The Star noted that the advocacy group Public Citizen recently released a nationwide analysis of the Data Bank. It found 14 states with physicians who had at least 10 malpractice payments plus at least one report by a hospital revoking or limiting clinical privileges, but who had not been disciplined by their state. One undisciplined doctor in New Mexico had 26 malpractice cases. One in Indiana had 20.
According to analyst Robert Oshel, formerly of the National Practitioner Data Bank, fewer than 2% of doctors nationwide have accounted for half of the reported $67 billion paid out for malpractice claims in the U.S. since 1990. “Taking that 2% of physicians out of practice would certainly make quite a difference,” Oshel told The Star.
“I wouldn’t necessarily recommend revoking the licenses of all the docs responsible for half of the payments,” Oshel said. “Some who have a single large payment are probably good, safe doctors.
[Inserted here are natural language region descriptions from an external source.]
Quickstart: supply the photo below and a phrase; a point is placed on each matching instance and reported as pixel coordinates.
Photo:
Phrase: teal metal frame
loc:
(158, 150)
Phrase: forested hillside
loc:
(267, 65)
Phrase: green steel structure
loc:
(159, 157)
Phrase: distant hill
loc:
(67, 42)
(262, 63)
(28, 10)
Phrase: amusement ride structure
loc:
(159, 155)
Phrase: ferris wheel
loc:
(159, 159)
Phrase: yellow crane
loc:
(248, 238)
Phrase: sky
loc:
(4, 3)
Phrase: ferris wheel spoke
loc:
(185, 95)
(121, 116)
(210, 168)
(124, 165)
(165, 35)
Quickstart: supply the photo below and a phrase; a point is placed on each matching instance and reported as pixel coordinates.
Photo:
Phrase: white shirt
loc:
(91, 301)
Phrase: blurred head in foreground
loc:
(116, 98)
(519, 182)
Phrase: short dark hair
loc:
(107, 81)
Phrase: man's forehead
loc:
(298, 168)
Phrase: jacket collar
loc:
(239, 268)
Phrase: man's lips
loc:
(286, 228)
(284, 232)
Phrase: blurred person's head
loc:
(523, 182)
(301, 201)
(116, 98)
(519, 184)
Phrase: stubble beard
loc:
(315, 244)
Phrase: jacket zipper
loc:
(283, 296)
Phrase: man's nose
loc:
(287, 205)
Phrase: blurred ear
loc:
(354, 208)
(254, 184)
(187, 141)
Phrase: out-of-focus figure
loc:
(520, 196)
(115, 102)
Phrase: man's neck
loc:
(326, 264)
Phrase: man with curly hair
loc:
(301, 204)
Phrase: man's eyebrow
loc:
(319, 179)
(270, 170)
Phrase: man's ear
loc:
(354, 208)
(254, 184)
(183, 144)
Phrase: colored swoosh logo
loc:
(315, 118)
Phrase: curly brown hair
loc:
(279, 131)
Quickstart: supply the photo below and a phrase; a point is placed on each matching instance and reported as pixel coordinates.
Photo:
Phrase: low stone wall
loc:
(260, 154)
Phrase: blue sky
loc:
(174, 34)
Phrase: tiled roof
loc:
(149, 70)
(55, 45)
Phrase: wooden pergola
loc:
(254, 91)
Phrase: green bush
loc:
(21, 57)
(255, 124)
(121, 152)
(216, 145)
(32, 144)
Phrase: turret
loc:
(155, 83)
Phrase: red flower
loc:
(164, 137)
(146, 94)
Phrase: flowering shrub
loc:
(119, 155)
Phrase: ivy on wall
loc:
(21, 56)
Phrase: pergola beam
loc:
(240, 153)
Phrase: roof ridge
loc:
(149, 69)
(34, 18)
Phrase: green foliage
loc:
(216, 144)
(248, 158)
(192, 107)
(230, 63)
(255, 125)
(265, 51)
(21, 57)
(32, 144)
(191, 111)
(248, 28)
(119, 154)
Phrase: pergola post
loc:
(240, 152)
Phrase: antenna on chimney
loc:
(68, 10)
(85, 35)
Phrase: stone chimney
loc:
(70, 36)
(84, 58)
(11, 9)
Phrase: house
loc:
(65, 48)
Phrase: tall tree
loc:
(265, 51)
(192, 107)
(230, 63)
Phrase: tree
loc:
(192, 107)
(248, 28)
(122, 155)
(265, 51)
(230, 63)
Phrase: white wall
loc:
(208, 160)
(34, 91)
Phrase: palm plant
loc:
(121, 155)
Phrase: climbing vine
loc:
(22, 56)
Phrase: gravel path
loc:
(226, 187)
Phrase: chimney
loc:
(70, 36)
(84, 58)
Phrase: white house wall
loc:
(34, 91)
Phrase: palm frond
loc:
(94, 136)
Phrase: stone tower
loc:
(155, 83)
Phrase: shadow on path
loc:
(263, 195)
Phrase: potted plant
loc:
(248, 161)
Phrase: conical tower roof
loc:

But all of them, especially those with multiple payments, would be good candidates for investigation by the licensing boards.”
After her mother’s ordeal, Claire Chase said, “I certainly at this point wouldn’t trust … (a) doctor without checking their history.”
If your state isn’t among the 17 that allow patients to view medical boards websites to find out about doctors’ malpractice histories, it’s time to let your legislators know that this is not acceptable. That this is a matter of life and death.